Presidente de honra da Associação Brasileira de Saúde Mental (Abrasme), Amarante é um dos pioneiros na luta antimanicomial no Brasil, que teve como fonte inspiradora as ideias e práticas do psiquiatra Franco Basaglia.
A publicação traz textos de importantes autores que dialogam com o legado do sanitarista, abordando as várias frentes nas quais ele tem se mobilizado: a Reforma Psiquiátrica no Brasil, sua relação com a Reforma Psiquiátrica na Itália, a desinstitucionalização e a luta antimanicomial, a desmedicalização da vida, o respeito à diversidade, o estigma da loucura, as políticas públicas aos direitos humanos, a inclusão social, a transcendência da arte como terapia, o cuidado diante do sofrimento psíquico, a inquietação perante os interesses da indústria farmacêutica, entre tantas outras.

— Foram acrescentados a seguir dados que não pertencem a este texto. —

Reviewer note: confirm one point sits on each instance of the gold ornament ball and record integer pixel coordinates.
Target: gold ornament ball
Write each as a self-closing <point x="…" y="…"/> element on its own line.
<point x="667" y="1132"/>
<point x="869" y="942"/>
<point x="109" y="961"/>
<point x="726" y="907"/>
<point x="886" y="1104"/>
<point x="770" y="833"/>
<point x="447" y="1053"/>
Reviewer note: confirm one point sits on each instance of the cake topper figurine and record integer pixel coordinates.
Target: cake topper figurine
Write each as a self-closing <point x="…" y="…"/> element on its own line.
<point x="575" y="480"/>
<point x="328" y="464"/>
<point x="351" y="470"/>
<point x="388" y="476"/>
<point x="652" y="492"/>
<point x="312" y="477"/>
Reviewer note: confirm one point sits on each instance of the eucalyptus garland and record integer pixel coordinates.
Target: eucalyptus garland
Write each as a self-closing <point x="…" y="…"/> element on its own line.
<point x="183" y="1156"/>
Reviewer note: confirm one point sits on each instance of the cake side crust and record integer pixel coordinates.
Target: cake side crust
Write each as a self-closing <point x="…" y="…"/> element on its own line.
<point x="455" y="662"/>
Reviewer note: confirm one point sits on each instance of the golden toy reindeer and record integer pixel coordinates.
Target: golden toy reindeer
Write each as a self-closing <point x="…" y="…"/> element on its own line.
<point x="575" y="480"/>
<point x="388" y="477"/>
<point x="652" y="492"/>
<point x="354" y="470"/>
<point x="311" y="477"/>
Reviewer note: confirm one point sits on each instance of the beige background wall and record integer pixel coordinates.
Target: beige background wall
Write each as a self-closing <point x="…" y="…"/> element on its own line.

Entre os autores que assinam textos estão, além dos organizadores, o jornalista Robert Whitaker, Jurandir Freire Costa, Teresa Cristina Endo e Lula Wanderley.
Com 15 capítulos, a obra em sua apresentação sublinha o caráter humanitário e ativista social de Amarante, assim como sua capacidade de articulação política que se soma ao seu lado de pensador da reforma psiquiátrica no Brasil. No final, o livro reúne uma minibiografia de Amarante.